Il convegno organizzato da TopLegal in collaborazione con Perroni, con la partecipazione di Cagnola, si è focalizzato sul sistema di deleghe e posizioni di garanzia all’interno delle aziende da cui derivano responsabilità penali

05-06-2019

La responsabilità penale dei manager delle imprese


Le posizioni di garanzia e le deleghe delimitano (o ampliano, a seconda dei punti di vista) la responsabilità penale del datore di lavoro e di tutta una serie di soggetti collegati all’azienda. Si tratta di una responsabilità per fatto altrui nel settore delicatissimo del diritto penale dell’impresa. Una materia che viene intersecata da molte altre quali la privacy, la salute e la sicurezza sul lavoro, l'ambiente, tematiche fiscali e la nuova disciplina del whistleblowing.
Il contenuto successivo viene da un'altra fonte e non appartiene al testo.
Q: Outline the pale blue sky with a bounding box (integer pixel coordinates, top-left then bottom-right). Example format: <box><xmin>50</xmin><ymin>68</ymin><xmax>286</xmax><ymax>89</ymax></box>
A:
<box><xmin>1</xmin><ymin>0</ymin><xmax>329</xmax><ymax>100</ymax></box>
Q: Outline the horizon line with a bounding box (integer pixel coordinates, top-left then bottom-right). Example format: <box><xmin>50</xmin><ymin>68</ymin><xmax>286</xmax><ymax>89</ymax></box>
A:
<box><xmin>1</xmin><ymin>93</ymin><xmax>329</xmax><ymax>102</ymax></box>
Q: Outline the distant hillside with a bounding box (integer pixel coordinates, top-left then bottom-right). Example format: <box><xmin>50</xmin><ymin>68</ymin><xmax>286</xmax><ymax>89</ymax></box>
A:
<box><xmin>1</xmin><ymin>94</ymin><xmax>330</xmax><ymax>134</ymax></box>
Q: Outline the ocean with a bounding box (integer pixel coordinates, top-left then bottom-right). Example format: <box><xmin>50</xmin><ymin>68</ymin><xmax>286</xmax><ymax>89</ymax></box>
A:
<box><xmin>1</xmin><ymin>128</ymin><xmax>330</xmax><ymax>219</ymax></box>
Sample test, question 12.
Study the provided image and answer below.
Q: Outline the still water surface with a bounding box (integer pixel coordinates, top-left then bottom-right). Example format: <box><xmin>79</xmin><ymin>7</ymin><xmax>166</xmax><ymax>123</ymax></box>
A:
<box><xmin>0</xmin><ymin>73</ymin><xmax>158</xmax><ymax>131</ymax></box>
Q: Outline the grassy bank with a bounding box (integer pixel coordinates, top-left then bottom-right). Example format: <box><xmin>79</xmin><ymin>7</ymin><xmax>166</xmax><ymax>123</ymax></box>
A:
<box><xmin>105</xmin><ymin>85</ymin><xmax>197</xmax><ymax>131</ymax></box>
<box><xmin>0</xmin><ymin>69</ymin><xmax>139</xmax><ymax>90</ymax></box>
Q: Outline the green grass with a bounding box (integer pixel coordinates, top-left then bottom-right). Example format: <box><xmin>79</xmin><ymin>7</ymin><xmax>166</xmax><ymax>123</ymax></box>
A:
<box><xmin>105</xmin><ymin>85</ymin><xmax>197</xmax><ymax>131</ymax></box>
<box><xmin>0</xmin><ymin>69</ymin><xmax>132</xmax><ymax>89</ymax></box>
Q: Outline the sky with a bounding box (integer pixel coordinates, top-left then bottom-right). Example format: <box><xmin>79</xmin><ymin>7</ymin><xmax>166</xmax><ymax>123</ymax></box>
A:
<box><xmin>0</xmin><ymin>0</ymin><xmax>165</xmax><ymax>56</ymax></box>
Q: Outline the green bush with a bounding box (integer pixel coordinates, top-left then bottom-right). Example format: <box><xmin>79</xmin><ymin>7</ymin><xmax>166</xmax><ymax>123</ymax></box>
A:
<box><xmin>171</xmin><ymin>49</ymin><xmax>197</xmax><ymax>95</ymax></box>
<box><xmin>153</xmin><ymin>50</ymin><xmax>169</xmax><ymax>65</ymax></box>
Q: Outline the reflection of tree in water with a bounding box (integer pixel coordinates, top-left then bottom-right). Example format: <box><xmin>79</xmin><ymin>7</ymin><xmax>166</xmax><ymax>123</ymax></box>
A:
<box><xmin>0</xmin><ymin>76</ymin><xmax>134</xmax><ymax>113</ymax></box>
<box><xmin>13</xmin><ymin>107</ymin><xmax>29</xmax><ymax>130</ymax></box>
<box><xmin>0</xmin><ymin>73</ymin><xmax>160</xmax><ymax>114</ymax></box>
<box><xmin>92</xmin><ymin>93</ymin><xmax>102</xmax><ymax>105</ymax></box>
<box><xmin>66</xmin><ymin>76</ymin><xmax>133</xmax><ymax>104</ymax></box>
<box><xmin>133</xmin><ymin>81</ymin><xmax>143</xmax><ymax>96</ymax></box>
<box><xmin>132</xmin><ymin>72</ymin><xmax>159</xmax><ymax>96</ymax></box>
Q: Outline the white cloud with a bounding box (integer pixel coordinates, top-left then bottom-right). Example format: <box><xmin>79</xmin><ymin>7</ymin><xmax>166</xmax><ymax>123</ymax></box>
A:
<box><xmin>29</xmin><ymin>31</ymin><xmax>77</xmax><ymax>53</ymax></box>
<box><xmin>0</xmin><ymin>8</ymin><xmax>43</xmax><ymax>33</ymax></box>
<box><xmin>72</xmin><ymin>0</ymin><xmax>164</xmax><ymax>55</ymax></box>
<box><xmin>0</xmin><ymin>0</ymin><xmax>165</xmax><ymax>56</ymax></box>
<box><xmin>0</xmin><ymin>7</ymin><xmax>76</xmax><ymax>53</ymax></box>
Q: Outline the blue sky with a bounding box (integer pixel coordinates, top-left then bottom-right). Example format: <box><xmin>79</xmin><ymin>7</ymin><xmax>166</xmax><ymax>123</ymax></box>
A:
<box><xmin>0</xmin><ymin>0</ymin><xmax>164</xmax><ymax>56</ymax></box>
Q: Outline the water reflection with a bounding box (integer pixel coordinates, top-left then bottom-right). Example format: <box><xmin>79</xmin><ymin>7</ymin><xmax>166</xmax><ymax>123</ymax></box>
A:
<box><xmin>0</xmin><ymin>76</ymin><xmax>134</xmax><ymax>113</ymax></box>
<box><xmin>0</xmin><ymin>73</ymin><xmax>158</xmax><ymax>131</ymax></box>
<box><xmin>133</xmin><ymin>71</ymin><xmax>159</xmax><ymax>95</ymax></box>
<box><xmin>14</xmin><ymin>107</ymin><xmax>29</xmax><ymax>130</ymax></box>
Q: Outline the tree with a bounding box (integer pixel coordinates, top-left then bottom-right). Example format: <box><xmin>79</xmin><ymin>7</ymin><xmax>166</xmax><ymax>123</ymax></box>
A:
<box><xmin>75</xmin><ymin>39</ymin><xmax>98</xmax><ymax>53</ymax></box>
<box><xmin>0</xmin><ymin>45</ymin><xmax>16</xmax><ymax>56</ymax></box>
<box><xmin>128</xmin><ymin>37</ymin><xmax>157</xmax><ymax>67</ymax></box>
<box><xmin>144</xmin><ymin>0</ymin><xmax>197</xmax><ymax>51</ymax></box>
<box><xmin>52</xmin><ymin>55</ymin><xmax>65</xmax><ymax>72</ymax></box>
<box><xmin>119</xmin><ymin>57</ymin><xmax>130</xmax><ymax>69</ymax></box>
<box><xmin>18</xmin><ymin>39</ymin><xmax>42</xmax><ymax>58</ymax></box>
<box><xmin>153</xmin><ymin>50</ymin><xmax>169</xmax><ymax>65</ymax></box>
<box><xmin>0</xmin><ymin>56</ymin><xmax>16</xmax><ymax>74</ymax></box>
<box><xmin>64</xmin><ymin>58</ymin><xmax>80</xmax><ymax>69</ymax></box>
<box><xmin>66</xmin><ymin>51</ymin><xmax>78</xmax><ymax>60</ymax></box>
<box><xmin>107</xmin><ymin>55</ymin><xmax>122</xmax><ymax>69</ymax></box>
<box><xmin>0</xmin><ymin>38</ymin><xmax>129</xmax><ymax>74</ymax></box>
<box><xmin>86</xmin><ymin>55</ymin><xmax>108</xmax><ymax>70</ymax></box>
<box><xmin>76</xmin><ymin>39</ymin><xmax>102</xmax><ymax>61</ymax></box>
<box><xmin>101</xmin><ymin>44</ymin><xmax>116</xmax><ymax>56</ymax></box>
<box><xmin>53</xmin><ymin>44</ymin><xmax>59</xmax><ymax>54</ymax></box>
Questi sono stati i temi affrontati nell’incontro organizzato da TopLegal in collaborazione con Perroni, nonché con la partecipazione di Cagnola, intitolato “Deleghe e posizioni di garanzia nella responsabilità penale dei manager delle imprese”.
Lo scorso 28 maggio, nella cornice del Four Season Hotel di Milano, si è tenuta la tavola rotonda dedicata al tema che ha visto nel panel di relatori Elisabetta Busuito, founding partner di Perroni; Fabio Cagnola, fondatore e managing partner di Cagnola; Carlo Nocerino, procuratore aggiunto della Repubblica presso il tribunale di Brescia e Giorgio Perroni (in foto), fondatore e managing partner di Perroni.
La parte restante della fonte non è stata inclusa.